I’m going to enjoy us, as white supremacists invite their own cosmic destruction.

And yet, in my time at UVA and in Charlottesville, I also knew of other possibilities. I also came to taste of the fruits of Black resilience, beauty, and power staged right there in that evil space. On the grounds, Black students flocked together and we built our own world in the shadow of Jefferson’s rigid statue. We had Black Eating Time (BET) in Newcomb Hall. I don’t know the history of BET but I know that one of the workers there. Ms. Kathy McGruder welcomed us and we capitalized on her hospitality as an opportunity to love on one another. We also had the Black Bus Stop—a place on the on central grounds where you could find Black people any time of day chatting, listening to music, stepping, romancing, flirting, laughing, living in our fullness.

And there were the Black student organizations. For me, especially, there was Black Voices, the University’s oldest Black organization and a gospel choir. In that space of Minor Hall where we practiced, we lifted spectacular harmonies that, when at full throttle, provided transcendent spaces of communion between Black people and god inviting us into an elsewhere that suspended the evil space if only for an hour every Thursday.

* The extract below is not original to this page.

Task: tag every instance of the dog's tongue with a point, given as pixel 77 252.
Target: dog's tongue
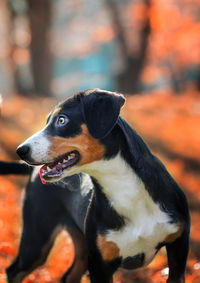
pixel 43 181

UVA professors Claudrena Harold and Kevin Everson recall this other history, that of Black UVA, in their series of six short films:  Sugarcoated Arsenic, U. OF VIRGINIA, CHARLOTTESVILLE, VA 1976We DemandFastest Man in the State, 70 kg, and How Can I Ever Be Late. Instead of watching the videos of tiki-torch yielding white supremacists reenacting the violence of their ancestors in the evil ground of Charlottesville and UVA, I’m going to re-watch the beautiful portrayals of Black folks living in their fullness; standing together and studying deeply; loving on each other. I’m going to replay old YouTube clips of Black Voices inviting a different world. I’m also going to swim so I can use the alternative acoustics of pool water to temporarily forget all the destructiveness that has been, is, and will be. I’m going to talk to my neighbors because Black elders and youths already know the cruelness of this social order and continue to create vitality in spite of it. I’m going to enjoy us, as white supremacists invite their own cosmic destruction.

J.T. Roane is Assistant Professor of Women’s, Gender and Sexuality Studies at the University of Cincinnati.